Example: In the preceding example, the mean melting point of plastics produced by the new process needs to be determined to within $.1C$ with $99\%$ accuracy. Assuming that the standard deviation for the new process is $4C\,$ , just as for the old process, how large of a sample is needed to obtain such accuracy?

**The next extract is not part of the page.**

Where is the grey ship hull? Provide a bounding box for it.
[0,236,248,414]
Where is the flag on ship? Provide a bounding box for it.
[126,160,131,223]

We address the following mathematical question: for how large of an $n$ will $\bar{X}$ take $99\%$ of its values in $\left[ \mu -.1, \mu +.1 \right]\;$ ? Since $\bar{X}$ has density $\displaystyle{ Z_{\mu,\frac{4}{\sqrt{n}}} }\,$ , this is asking how large to make $n$ so that
$$ P\left( \mu -.1 \lt Z_{\mu,\frac{4}{\sqrt{n}}} \lt \mu +.1 \right) \ge .99 \;\text{.} $$
That is,
$$ P\left( -.1 \lt Z_{0,\frac{4}{\sqrt{n}}} \lt .1 \right) \ge .99 \,\text{,} $$
or
$$ P\left( -\frac{\sqrt{n}}{40} \lt Z_{0,1} \lt \frac{\sqrt{n}}{40} \right) \ge .99 \;\text{.} $$
Since $ P\left( -2.58 \lt Z_{0,1} \lt 2.58 \right) \ge .99 \,$ , we need
$$ \frac{\sqrt{n}}{40} \ge 2.58 \,\text{,} $$
or
$$ n\ge ( 40\cdot 2.58)^2 =10650.24 \;\text{.} $$
Thus we need a sample size of greater than $10650$ to ensure that our sample mean will be within $.1C$ of its actual mean.
These examples should be compared with those encountered when we looked at Chebyshev’s theorem. In both cases, more control over the standard deviation of a probability density gives us tighter spread about the mean.